Speaking of the battery, I belatedly noticed that some apps (games, in particular) remove the phone's status bar from the top of the screen. The status bar tells you how strong your network signal is and the current battery state: important information. With that gone, it's easy to play a game too much and run the battery down to nothing. The only time you'll know is when you're given a "20% left" low battery alert, which could be too late. I don't like that. At first I thought the only way to find the battery level was to quit the game and check the Home screen, which takes time. But then I discovered that if you simply sleep the iPhone when you wake it up but before you unlock it, the battery icon is on the screen for a few seconds before it goes back to sleep. So that gives you an easy to way to check the battery state without quitting the game. Now if I know that I need phone power because I'm traveling or expecting a phone call, I can make sure I don't overplay a game (if I'm killing time I'll pick a game that doesn't use much power).

Other Problems
Some other things I've noticed about apps: some are little different from web apps, or even worse. For example, I'm a movie buff and go to movies all the time. But I'm in a rural area so I need to check local theaters and theaters 30+ miles away. On the imdb.com website I can do that easily -- but both of the native apps for checking movie times don't support that, which make them useless to me. (I have worked around it by setting one app to be my local theatre and the other to a far-away theatre.)

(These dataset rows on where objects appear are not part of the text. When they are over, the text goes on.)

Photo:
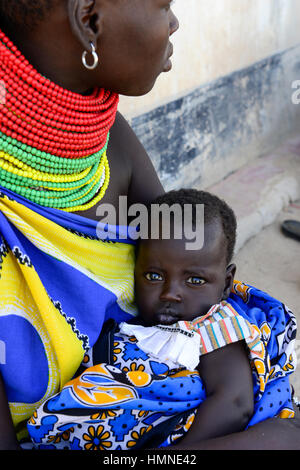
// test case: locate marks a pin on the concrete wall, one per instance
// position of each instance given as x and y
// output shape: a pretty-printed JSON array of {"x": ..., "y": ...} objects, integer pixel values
[
  {"x": 228, "y": 98},
  {"x": 217, "y": 38}
]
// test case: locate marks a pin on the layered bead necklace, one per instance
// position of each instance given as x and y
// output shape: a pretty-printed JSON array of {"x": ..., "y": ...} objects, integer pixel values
[{"x": 53, "y": 142}]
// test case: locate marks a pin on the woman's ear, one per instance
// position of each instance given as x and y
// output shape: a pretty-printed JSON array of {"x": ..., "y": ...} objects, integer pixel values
[
  {"x": 85, "y": 20},
  {"x": 230, "y": 273}
]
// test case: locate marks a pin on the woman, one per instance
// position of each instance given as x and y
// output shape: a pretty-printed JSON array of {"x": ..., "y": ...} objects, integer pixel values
[{"x": 121, "y": 46}]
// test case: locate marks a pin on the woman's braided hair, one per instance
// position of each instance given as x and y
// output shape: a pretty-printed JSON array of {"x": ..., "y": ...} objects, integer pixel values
[{"x": 24, "y": 14}]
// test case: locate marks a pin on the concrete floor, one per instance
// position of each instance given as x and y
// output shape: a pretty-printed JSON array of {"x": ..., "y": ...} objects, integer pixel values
[{"x": 271, "y": 262}]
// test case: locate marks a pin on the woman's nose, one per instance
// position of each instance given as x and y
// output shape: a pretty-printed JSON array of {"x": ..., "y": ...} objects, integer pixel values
[{"x": 174, "y": 23}]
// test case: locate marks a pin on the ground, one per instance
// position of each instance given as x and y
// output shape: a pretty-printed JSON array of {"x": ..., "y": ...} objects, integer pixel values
[{"x": 271, "y": 262}]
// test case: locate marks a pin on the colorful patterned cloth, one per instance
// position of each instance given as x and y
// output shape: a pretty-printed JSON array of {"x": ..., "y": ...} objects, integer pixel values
[
  {"x": 58, "y": 284},
  {"x": 126, "y": 399}
]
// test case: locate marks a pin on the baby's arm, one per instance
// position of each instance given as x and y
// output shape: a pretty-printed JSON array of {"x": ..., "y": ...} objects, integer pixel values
[{"x": 228, "y": 407}]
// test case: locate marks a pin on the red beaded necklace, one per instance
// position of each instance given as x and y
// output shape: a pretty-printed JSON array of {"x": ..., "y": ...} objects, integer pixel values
[{"x": 43, "y": 115}]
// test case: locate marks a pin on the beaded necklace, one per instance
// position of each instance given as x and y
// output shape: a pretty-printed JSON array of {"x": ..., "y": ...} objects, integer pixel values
[{"x": 53, "y": 142}]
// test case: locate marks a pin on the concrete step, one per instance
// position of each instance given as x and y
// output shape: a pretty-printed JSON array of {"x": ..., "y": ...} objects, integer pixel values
[{"x": 260, "y": 190}]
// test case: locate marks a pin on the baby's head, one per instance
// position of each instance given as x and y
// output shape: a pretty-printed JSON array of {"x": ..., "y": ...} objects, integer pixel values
[{"x": 173, "y": 283}]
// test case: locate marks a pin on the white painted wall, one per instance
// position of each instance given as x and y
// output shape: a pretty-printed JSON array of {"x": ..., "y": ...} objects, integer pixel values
[{"x": 217, "y": 37}]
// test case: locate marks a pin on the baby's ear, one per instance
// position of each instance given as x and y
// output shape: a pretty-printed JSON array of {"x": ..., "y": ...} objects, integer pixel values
[{"x": 230, "y": 273}]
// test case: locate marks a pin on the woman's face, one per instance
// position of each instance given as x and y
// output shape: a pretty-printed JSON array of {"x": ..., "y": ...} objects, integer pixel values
[{"x": 134, "y": 44}]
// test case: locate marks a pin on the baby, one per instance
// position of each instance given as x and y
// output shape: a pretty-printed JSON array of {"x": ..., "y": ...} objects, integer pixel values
[
  {"x": 192, "y": 366},
  {"x": 173, "y": 286}
]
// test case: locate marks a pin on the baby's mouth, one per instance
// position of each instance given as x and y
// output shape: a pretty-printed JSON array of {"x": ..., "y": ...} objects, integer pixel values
[{"x": 167, "y": 318}]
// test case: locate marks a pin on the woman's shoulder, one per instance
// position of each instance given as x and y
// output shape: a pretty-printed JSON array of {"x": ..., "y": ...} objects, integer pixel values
[{"x": 127, "y": 150}]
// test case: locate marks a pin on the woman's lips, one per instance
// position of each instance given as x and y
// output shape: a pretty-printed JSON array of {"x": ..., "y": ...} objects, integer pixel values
[{"x": 168, "y": 64}]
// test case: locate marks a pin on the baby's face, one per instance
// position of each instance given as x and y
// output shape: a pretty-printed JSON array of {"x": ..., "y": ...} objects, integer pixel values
[{"x": 174, "y": 284}]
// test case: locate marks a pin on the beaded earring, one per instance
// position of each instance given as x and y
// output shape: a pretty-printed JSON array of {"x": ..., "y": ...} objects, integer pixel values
[
  {"x": 53, "y": 142},
  {"x": 95, "y": 57}
]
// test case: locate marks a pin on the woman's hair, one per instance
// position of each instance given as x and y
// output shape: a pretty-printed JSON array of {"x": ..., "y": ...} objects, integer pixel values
[
  {"x": 214, "y": 209},
  {"x": 23, "y": 14}
]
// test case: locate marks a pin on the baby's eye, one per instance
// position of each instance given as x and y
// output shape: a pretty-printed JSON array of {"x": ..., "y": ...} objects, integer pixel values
[
  {"x": 153, "y": 277},
  {"x": 196, "y": 280}
]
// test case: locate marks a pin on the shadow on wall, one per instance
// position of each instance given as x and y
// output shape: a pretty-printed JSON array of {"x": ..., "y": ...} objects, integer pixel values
[{"x": 219, "y": 127}]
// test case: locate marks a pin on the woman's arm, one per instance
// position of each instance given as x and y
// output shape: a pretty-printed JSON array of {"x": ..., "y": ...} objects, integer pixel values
[
  {"x": 228, "y": 406},
  {"x": 272, "y": 434},
  {"x": 144, "y": 182},
  {"x": 8, "y": 440}
]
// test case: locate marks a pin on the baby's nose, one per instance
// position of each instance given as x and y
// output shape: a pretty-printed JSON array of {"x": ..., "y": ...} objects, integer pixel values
[{"x": 171, "y": 293}]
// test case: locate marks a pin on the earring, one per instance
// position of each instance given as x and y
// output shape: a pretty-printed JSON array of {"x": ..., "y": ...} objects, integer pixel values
[{"x": 95, "y": 57}]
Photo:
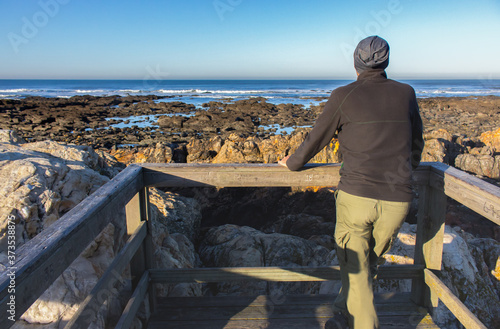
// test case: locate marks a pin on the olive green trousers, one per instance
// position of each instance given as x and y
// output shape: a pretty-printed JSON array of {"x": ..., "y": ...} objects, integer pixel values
[{"x": 364, "y": 231}]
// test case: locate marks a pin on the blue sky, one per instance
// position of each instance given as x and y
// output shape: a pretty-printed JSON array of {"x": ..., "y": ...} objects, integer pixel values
[{"x": 244, "y": 39}]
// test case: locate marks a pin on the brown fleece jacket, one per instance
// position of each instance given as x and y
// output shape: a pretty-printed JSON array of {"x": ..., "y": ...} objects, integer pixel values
[{"x": 380, "y": 135}]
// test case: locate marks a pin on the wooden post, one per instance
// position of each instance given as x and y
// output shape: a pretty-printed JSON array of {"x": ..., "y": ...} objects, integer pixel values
[
  {"x": 133, "y": 213},
  {"x": 430, "y": 233},
  {"x": 139, "y": 210}
]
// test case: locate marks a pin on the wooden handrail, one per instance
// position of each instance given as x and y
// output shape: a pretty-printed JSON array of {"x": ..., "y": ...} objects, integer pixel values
[
  {"x": 463, "y": 314},
  {"x": 41, "y": 260}
]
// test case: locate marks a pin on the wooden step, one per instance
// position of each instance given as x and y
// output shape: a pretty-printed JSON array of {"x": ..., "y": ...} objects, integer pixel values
[{"x": 291, "y": 311}]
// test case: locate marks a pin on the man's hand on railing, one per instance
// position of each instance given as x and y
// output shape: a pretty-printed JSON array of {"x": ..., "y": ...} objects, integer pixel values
[{"x": 283, "y": 161}]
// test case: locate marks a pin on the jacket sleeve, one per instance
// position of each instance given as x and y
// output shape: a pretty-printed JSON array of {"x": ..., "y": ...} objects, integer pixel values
[
  {"x": 417, "y": 145},
  {"x": 322, "y": 133}
]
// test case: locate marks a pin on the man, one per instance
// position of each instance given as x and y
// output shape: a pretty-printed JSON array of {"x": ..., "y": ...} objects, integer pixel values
[{"x": 379, "y": 129}]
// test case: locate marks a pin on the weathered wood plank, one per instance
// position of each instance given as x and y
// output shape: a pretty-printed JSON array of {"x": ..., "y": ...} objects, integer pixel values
[
  {"x": 389, "y": 299},
  {"x": 429, "y": 240},
  {"x": 247, "y": 175},
  {"x": 256, "y": 175},
  {"x": 94, "y": 300},
  {"x": 130, "y": 311},
  {"x": 149, "y": 249},
  {"x": 41, "y": 260},
  {"x": 308, "y": 323},
  {"x": 277, "y": 274},
  {"x": 306, "y": 311},
  {"x": 476, "y": 194},
  {"x": 463, "y": 314}
]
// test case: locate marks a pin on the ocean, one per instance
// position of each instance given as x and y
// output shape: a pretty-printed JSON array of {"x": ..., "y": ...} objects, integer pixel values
[{"x": 198, "y": 92}]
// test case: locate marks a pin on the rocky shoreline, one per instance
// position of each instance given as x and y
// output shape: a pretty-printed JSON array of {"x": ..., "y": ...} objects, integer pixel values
[
  {"x": 113, "y": 121},
  {"x": 68, "y": 149}
]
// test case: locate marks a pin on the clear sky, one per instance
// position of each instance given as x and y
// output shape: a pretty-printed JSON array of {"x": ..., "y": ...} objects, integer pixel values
[{"x": 244, "y": 39}]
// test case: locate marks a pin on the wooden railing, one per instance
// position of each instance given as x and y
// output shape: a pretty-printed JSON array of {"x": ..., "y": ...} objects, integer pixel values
[{"x": 41, "y": 260}]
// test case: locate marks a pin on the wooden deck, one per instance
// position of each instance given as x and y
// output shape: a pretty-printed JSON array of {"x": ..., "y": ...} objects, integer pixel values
[
  {"x": 41, "y": 260},
  {"x": 292, "y": 311}
]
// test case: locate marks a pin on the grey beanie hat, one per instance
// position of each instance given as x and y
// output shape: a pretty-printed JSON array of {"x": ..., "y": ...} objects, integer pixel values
[{"x": 371, "y": 53}]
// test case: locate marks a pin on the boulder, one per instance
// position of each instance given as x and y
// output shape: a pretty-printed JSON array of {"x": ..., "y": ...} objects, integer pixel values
[
  {"x": 175, "y": 222},
  {"x": 10, "y": 137},
  {"x": 491, "y": 139},
  {"x": 480, "y": 164},
  {"x": 179, "y": 214}
]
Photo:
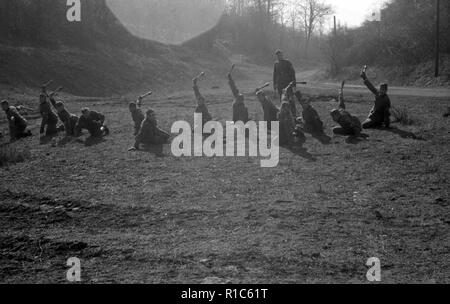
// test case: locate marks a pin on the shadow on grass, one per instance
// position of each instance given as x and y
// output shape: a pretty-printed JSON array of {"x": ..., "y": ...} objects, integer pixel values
[
  {"x": 402, "y": 133},
  {"x": 300, "y": 151},
  {"x": 93, "y": 141},
  {"x": 156, "y": 150},
  {"x": 354, "y": 140},
  {"x": 322, "y": 138},
  {"x": 46, "y": 139}
]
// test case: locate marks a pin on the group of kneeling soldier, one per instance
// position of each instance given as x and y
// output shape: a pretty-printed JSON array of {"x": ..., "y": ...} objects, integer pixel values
[
  {"x": 147, "y": 132},
  {"x": 292, "y": 128}
]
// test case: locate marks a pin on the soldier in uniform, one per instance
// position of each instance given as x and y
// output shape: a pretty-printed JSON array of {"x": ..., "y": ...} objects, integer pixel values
[
  {"x": 349, "y": 125},
  {"x": 201, "y": 104},
  {"x": 310, "y": 118},
  {"x": 137, "y": 115},
  {"x": 93, "y": 122},
  {"x": 49, "y": 118},
  {"x": 240, "y": 111},
  {"x": 17, "y": 123},
  {"x": 270, "y": 110},
  {"x": 283, "y": 74},
  {"x": 290, "y": 131},
  {"x": 149, "y": 133},
  {"x": 380, "y": 114}
]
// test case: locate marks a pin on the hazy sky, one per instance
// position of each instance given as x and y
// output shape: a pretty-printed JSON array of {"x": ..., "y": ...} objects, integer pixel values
[{"x": 353, "y": 12}]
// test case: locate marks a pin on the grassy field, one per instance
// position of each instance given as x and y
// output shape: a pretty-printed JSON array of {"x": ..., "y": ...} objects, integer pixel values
[{"x": 134, "y": 217}]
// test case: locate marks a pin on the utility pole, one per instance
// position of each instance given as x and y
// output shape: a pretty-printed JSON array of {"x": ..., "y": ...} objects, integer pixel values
[
  {"x": 438, "y": 20},
  {"x": 335, "y": 29}
]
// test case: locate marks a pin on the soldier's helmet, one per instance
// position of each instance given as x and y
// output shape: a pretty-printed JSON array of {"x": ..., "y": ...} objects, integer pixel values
[
  {"x": 42, "y": 98},
  {"x": 335, "y": 114},
  {"x": 4, "y": 104},
  {"x": 85, "y": 111}
]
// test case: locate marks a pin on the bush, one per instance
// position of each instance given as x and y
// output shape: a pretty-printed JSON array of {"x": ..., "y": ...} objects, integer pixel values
[
  {"x": 402, "y": 116},
  {"x": 13, "y": 155}
]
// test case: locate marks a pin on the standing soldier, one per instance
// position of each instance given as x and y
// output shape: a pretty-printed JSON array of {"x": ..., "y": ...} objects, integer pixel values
[
  {"x": 380, "y": 113},
  {"x": 283, "y": 73},
  {"x": 17, "y": 123},
  {"x": 349, "y": 124},
  {"x": 201, "y": 104},
  {"x": 49, "y": 118},
  {"x": 93, "y": 122},
  {"x": 68, "y": 119},
  {"x": 136, "y": 112},
  {"x": 149, "y": 133},
  {"x": 240, "y": 111}
]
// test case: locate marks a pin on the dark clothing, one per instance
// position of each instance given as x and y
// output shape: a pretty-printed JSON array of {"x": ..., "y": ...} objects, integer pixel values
[
  {"x": 93, "y": 123},
  {"x": 283, "y": 75},
  {"x": 240, "y": 111},
  {"x": 49, "y": 119},
  {"x": 138, "y": 118},
  {"x": 380, "y": 113},
  {"x": 69, "y": 120},
  {"x": 287, "y": 124},
  {"x": 343, "y": 131},
  {"x": 201, "y": 107},
  {"x": 310, "y": 118},
  {"x": 17, "y": 123},
  {"x": 150, "y": 134},
  {"x": 270, "y": 110}
]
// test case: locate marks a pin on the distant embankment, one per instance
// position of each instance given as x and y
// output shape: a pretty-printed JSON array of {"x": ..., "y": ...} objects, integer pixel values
[{"x": 94, "y": 57}]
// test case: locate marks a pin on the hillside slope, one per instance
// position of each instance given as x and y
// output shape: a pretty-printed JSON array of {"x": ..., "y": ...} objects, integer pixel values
[{"x": 94, "y": 57}]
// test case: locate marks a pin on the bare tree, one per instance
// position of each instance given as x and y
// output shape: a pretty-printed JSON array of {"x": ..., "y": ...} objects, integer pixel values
[{"x": 312, "y": 14}]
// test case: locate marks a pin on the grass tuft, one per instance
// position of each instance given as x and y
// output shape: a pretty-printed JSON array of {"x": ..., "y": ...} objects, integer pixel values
[
  {"x": 401, "y": 115},
  {"x": 12, "y": 155}
]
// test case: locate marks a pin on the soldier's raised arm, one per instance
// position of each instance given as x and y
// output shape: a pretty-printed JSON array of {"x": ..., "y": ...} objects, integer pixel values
[
  {"x": 367, "y": 82},
  {"x": 197, "y": 93},
  {"x": 341, "y": 96},
  {"x": 233, "y": 86},
  {"x": 292, "y": 72}
]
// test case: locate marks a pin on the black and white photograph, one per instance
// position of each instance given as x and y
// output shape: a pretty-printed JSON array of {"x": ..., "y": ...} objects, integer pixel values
[{"x": 224, "y": 143}]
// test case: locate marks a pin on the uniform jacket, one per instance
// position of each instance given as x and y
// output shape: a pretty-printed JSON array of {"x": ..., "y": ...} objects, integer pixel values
[{"x": 283, "y": 74}]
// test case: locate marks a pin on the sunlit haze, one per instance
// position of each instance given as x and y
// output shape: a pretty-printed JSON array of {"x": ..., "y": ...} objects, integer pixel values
[{"x": 354, "y": 12}]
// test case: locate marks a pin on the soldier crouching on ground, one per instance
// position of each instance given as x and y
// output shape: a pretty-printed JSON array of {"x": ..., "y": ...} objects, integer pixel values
[
  {"x": 240, "y": 111},
  {"x": 136, "y": 112},
  {"x": 49, "y": 118},
  {"x": 17, "y": 123},
  {"x": 93, "y": 122},
  {"x": 283, "y": 74},
  {"x": 269, "y": 109},
  {"x": 201, "y": 104},
  {"x": 349, "y": 124},
  {"x": 290, "y": 132},
  {"x": 68, "y": 119},
  {"x": 380, "y": 113},
  {"x": 149, "y": 133},
  {"x": 310, "y": 119},
  {"x": 137, "y": 115}
]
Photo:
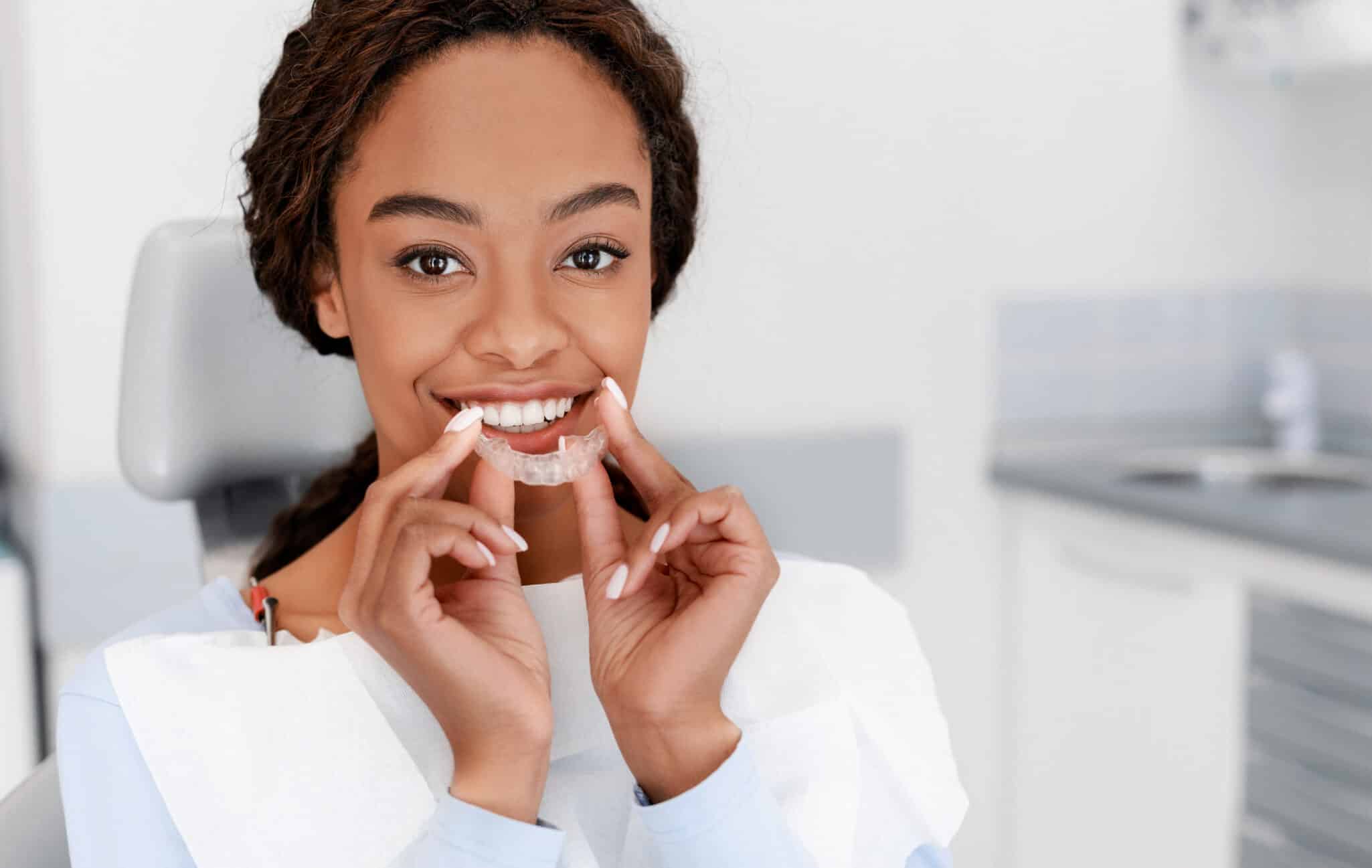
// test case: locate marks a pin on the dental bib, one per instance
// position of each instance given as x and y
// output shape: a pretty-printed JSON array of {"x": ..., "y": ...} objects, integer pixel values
[{"x": 320, "y": 753}]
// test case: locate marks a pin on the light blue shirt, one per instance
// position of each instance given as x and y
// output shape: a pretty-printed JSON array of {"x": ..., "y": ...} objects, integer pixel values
[{"x": 116, "y": 816}]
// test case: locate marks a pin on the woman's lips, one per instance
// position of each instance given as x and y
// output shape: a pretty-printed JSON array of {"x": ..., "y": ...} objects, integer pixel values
[{"x": 534, "y": 442}]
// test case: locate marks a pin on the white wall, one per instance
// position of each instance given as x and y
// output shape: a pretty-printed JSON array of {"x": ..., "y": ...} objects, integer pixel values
[{"x": 874, "y": 180}]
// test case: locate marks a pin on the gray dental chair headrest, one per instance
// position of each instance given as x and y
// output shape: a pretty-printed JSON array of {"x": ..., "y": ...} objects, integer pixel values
[{"x": 220, "y": 402}]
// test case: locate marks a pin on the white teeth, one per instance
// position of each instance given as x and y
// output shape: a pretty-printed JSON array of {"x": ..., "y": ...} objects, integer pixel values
[
  {"x": 523, "y": 416},
  {"x": 533, "y": 412}
]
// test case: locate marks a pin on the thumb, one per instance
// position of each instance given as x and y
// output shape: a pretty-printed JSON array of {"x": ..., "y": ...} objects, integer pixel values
[{"x": 493, "y": 493}]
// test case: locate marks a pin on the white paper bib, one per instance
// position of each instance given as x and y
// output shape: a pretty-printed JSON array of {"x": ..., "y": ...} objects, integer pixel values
[{"x": 330, "y": 756}]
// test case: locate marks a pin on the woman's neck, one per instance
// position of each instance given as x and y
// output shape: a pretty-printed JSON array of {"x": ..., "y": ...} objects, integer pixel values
[{"x": 308, "y": 589}]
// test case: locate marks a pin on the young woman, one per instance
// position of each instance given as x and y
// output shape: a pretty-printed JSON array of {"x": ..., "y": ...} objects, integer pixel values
[{"x": 485, "y": 205}]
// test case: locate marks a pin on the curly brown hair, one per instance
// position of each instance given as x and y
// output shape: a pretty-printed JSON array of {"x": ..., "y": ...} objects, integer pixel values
[{"x": 335, "y": 74}]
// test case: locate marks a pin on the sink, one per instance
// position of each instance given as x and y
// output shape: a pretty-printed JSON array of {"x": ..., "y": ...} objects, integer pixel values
[{"x": 1250, "y": 468}]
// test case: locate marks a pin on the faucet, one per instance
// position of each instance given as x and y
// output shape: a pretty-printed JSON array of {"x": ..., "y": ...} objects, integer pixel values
[{"x": 1290, "y": 402}]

Speaking of web apps, many native apps are simply interfaces to web services. As native apps they are more powerful, more featured, and faster, but they still depend on the Internet for their function. While for some apps, for instance Twitterific, which lets you post to your Twitter account, that is clear and obvious, for others it is not: I downloaded a number of interesting-sounding apps only to discover at launch that they don't even run less I have an account with some website. If it's a website I'm familiar with that might not be a problem, but many are unknown to me and the services aren't essential -- yet I can't even try the app without creating an account. That's too large a barrier for entry. I wish the apps that require accounts would say so in the description on the App Store as I wouldn't even bother downloading them!

Another issue is Apple's location system. I don't have an iPhone 3G, so my phone can only approximate my location via cell towers. That's fine. But it can take a long time to "find" me, which is not fine. It's infuriating when an app insists on looking up my location on every launch. Why can't it default to my last location unless I tell it to update it?

Worse, Apple has implemented "security" that make the phone ask you for permission every time an app wants to access your location info. It's annoying and smacks of Vista: didn't Apple mock that feature of Vista in an ad? Why can't there be a global "it's okay to access my location" setting I can approve once and be done with it? Even if I had to approve it once per app it'd be better than now: like one of those aforementioned movie time apps asks me on every launch and it drives me crazy. I prefer waiting for the IMDB website to load!

Conclusion
Overall, Apple has done an amazing thing. The iPhone ecosystem is obviously a platform for the future and in just a year is shaking up the planet. But it's certainly not perfect and Apple will have some growing pains over the next year or so. It'll be fascinating to see where the iPhone goes and what kinds of things applications can do in a year. I'm confident everything will get sorted out. In the meantime, us early adopters will suffer some minor issues, but the iPhone is still worlds better than any other device out there.